While still living in San Francisco, Dr. Schatz did a major photographic project focused on homeless people: Beginning on the first Saturday of 1991, and every Saturday thereafter for the entire year, Dr. Schatz traveled the streets of San Francisco to interview and photograph homeless people.

"I spent the entire year of 1991, every single Saturday, with a black backdrop, my camera, releases and a tape recorder; I met, photographed, and interviewed about 20 people each Saturday," he said. "In that year I met, interviewed, and photographed approximately 1,000 homeless people." His photographs from this project were published in a book and also became a gallery show that traveled the country for six years, to 18 different museums.

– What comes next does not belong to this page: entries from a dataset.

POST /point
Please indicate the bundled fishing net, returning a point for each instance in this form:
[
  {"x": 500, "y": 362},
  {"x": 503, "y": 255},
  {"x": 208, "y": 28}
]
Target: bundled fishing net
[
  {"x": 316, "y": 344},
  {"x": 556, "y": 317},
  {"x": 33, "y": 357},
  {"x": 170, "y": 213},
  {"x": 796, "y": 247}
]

As he continued to do photography, Dr. Schatz explored a number of different techniques and topics. "I became interested in dance, underwater photography, sports, movement and light," he said.

Caught in the Act

Dr. Schatz's newest book, Caught in the Act: Actors Acting, was released in late October and is his 20th book. The book includes photographs and in-depth interviews of 85 professional actors, including Colin Firth, Michael Douglas, John Malkovich, Pierce Brosnan, Jeff Daniels, Laurence Fishburne, Sissy Spacek, Robin Wright, Sam Waterston, David Strathairn, David Schwimmer, Geoffrey Rush, Amy Poehler, Jane Lynch, and others.

"Caught in the Act is a book that has tremendously interested me," Dr. Schatz said. "It's about creativity and imagination." He said the book is about how a great actor can use his body and words on a page to become someone else entirely. Each actor was given directions, scenarios and dialogue to improvisationally and spontaneously "act." Images were made of each "character." The book project, with 625 photographs, took around six years to complete, and parts of it appeared in Vanity Fair every month for six years.

It was a wonderful experience, Dr. Schatz said, that studied creativity and imagination. The portraits were about veracity, rather than vanity.

Currently, he is working on a 25-year retrospective of all of his work, more than 35 different projects. It will be a two-book boxed set of 800 pages and images and will be published in a limited edition of 500 copies next year.

How ophthalmology and photography relate

Despite two very different professions, Dr. Schatz said that medicine and photography have certain similarities and glaring differences. "My education and training from my premedical education in college to medicine has prepared me well in this world of photography," he said. Studying medicine helped with an understanding of scientific methodology, the physics of light and lenses, as well as how to relate warmly and readily to strangers. "My training in medicine and education has helped me tremendously as a photographer," Dr. Schatz said. "I feel like I came from medicine to photography with great strengths."

"On the other hand, there are huge differences between practicing medicine and doing photography. In medicine, there are no mistakes. It's about making the correct diagnosis, prescribing the correct treatment, and doing any surgery with absolute perfection. For ophthalmologists, the risk of error could mean the loss of an eye. My work as a photographer is a lot about mistakes and trying all sorts of things. The only risk is a photograph that doesn't work. It has informed my whole way of being and living my life."